“Brave” may not be the word most people would use to describe the average marketing campaign, but the top executives who came together at Samsung 837 on November 15, for the Marketing Society’s inaugural New York event, know from experience that the best business decisions are made outside of what’s familiar.

“Be comfortable with the uncomfortable,” said Michelle Froah, vice president of marketing excellence, strategy and integration for Samsung Electronics America, at the global marketing industry group’s Brave Conference.


Michelle Froah, vice president of marketing excellence, strategy and integration for Samsung Electronics America, speaks at the global marketing industry group’s Brave Conference.

Michelle Froah, vice president of marketing excellence, strategy and integration for Samsung Electronics America, speaks at the global marketing industry group’s Brave Conference.


Held at Samsung’s experience center in Manhattan’s meatpacking district, the gathering brought together some of the top names in marketing to showcase remarkable stories of brave decisions on the job and to encourage bold leadership in the industry.

Froah referred to Samsung’s swift and determined marketing reaction to the Galaxy Note 7 recall last fall as Samsung’s brave marketing moment, and described the company’s task of rebuilding public trust in the brand.

The company took care to engage on a personal level with its most loyal customers, Froah said. After the recall, a live-streamed event at Samsung 837 aimed at communicating directly with customers to address and acknowledge their concerns brought the company real insight direct from customers.

“We really aimed to be transparent with everyone,” Froah said. “Our customers were very willing to forgive.”

Speaking on the sidelines of the conference, Froah said she is especially proud of how Samsung came together as an organization in response to the Note 7 crisis and “focused solely” on consumers.

The results? Just one year later, Samsung sales are now at pre-crisis levels, Froah said. The company has also moved up a notch, to No. 6, on Interbrand’s 2017 list of the 100 Best Global Brands.

More recently, she said, Samsung went head-to-head with its competitor in a brave ad campaign whose call to action was simple, elegant and bold: “Upgrade to Samsung.”

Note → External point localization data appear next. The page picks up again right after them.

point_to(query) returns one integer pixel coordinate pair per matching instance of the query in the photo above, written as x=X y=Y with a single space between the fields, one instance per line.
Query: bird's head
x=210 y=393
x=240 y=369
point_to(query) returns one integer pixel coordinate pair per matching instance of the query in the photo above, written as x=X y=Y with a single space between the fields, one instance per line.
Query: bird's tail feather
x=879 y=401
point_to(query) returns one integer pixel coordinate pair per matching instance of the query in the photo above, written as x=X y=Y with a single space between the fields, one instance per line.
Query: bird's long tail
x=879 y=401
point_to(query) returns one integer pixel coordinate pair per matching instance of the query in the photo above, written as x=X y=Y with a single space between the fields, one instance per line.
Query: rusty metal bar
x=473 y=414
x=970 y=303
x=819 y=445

Another powerful speaker at the Brave Conference, Madonna Badger, described her transformation from the senior art director behind Calvin Klein’s notorious nude-supermodel advertising campaigns to the crusader for positive representations of women. Her #WomenNotObjects and #IWillStandUp campaigns ultimately changed the way the most prestigious advertising awards panel, Cannes Lions, judges the annual entries.

Badger told her audience that her transformative moment was a 2011 fire in her Connecticut home that took the lives of her three young daughters and her parents. A devastating period followed for her, as well as a good deal of professional soul-searching, she said.

“I made a declaration never to objectify women or men again,” Badger said. “Take a leap of faith,” Badger advised the audience of marketing executives. “Be honest.”

Other presenters included Elissa Montanti, founder and director of the Global Medical Relief Fund, Tough Mudder CEO and founder Will Dean and, streamed from a parallel Brave Conference in London, Mars chief marketing officer Andrew Clarke.